For both authorization methods we need to read the password. I suggest we read it from environment variable.

When it comes to executing the transaction, go-ethereum just runs eth_sendRawTransaction under the hood, which means we have to take care of setting the gas: https://github.com/ethereum/go-ethereum/blob/v1.14.5/ethclient/ethclient.go#L624. Because we don't want the responsibility, we should require that the user sets max_priority_fee_per_gas, max_fee_per_gas or both. We can store a predefined values for e.g. updating UnchainedIndex contract.

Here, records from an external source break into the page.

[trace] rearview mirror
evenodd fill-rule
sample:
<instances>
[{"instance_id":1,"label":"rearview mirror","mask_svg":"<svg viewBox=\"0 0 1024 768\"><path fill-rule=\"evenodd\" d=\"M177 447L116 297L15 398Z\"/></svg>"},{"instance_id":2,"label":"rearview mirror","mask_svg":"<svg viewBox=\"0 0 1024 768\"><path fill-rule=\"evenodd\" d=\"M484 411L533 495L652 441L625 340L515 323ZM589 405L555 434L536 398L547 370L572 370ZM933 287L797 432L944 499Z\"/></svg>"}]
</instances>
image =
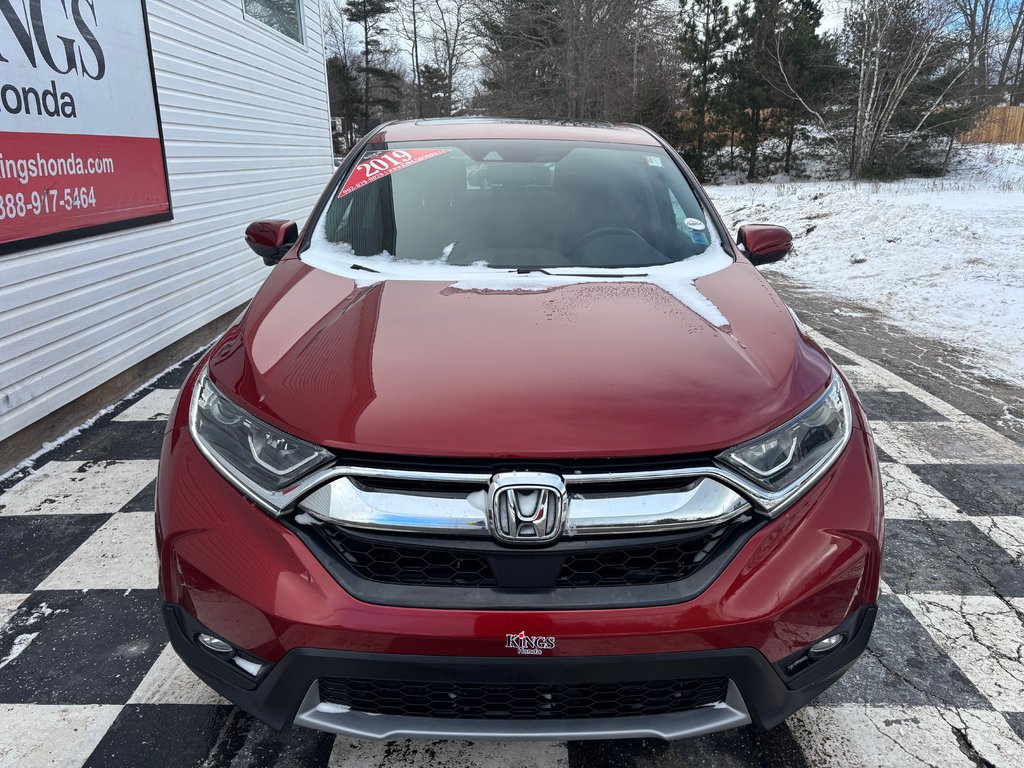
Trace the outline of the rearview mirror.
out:
<instances>
[{"instance_id":1,"label":"rearview mirror","mask_svg":"<svg viewBox=\"0 0 1024 768\"><path fill-rule=\"evenodd\" d=\"M793 248L789 230L772 224L744 224L736 233L736 242L755 266L778 261Z\"/></svg>"},{"instance_id":2,"label":"rearview mirror","mask_svg":"<svg viewBox=\"0 0 1024 768\"><path fill-rule=\"evenodd\" d=\"M245 228L246 245L252 248L268 267L277 264L298 239L298 225L285 219L254 221Z\"/></svg>"}]
</instances>

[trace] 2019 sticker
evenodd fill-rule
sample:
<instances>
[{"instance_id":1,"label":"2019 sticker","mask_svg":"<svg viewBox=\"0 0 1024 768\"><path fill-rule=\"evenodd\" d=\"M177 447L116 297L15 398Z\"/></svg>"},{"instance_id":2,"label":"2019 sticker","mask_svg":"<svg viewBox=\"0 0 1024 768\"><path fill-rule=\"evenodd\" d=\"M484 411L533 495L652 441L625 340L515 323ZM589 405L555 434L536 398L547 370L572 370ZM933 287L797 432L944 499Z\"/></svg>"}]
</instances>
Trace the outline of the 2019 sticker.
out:
<instances>
[{"instance_id":1,"label":"2019 sticker","mask_svg":"<svg viewBox=\"0 0 1024 768\"><path fill-rule=\"evenodd\" d=\"M450 149L392 149L389 152L374 155L352 169L352 173L349 174L341 191L338 192L338 197L344 197L357 189L362 189L370 182L390 176L395 171L401 171L403 168L417 165L424 160L430 160L449 152L451 152Z\"/></svg>"}]
</instances>

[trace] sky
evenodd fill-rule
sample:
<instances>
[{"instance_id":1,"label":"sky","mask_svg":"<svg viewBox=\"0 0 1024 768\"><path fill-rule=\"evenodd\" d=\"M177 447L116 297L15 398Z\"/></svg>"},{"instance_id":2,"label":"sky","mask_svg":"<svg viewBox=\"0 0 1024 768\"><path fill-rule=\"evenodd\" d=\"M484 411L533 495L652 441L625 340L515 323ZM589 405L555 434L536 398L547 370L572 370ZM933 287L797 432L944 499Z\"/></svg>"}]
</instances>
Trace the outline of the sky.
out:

Another thing is that we should have a way for the user to review the transaction before paying any ETH. As we don't want any interactive prompts, one possible solution is to have "dry run" mode as the default one. It would print transaction details, but send nothing. The user can send the transaction by running the same command with --run appended. In Go (internally and in the SDK), we can have a type that stores transaction details with Send method that executes the transaction. We can check if the current types.Transaction fits here.